そして新作『ノウワンダー』へ。「まっすぐな少年マンガ」が、いま一番の変化球
――最後に改めて、新連載『ノウワンダー』はどんなマンガですか?
高野 まっすぐな少年マンガです。僕はずっと自分のこと、カウンターの人間だと思っていて、絡め手とか奇襲で生き残ってきたと思ってるんです(笑)。でも近年、自分が「まっすぐな少年マンガ」だと思うものが減ってきてる感覚があって。

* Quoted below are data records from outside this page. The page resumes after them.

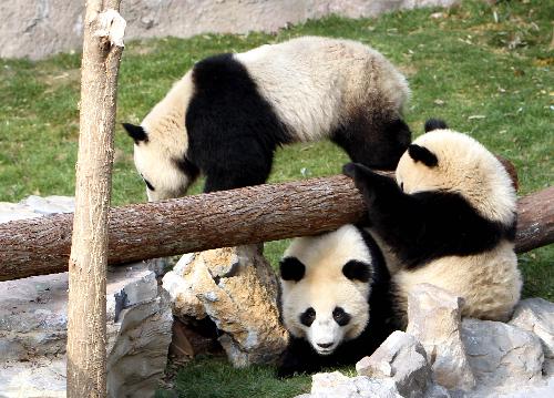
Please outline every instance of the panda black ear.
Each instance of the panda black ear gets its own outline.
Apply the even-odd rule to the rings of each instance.
[[[140,125],[134,125],[131,123],[122,123],[123,129],[127,132],[129,136],[131,136],[134,141],[135,144],[138,144],[140,142],[148,142],[148,135],[144,131],[144,129]]]
[[[285,257],[279,263],[283,280],[298,282],[306,274],[306,266],[296,257]]]
[[[371,268],[367,263],[351,259],[342,267],[342,274],[350,280],[367,283],[371,278]]]
[[[433,131],[433,130],[444,130],[448,127],[449,126],[448,126],[447,122],[444,122],[441,119],[429,119],[425,122],[425,133],[429,133],[430,131]]]
[[[419,146],[416,144],[411,144],[408,146],[408,153],[410,154],[411,159],[416,162],[421,162],[428,167],[434,167],[439,164],[439,160],[432,153],[424,146]]]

逆にストレートなものを書いた方が変化球になる、っていう逆説で、今回はこれまでにないくらい真正面から描いています。
――読者の方へのメッセージをお願いします。
高野 『キングオージャー』や僕の書いた過去の作品が好きな人にも、楽しんでもらえたらと思って描いています。これからいろんなキャラクターが出てくるので、毎週楽しみにしてくれたら嬉しいです。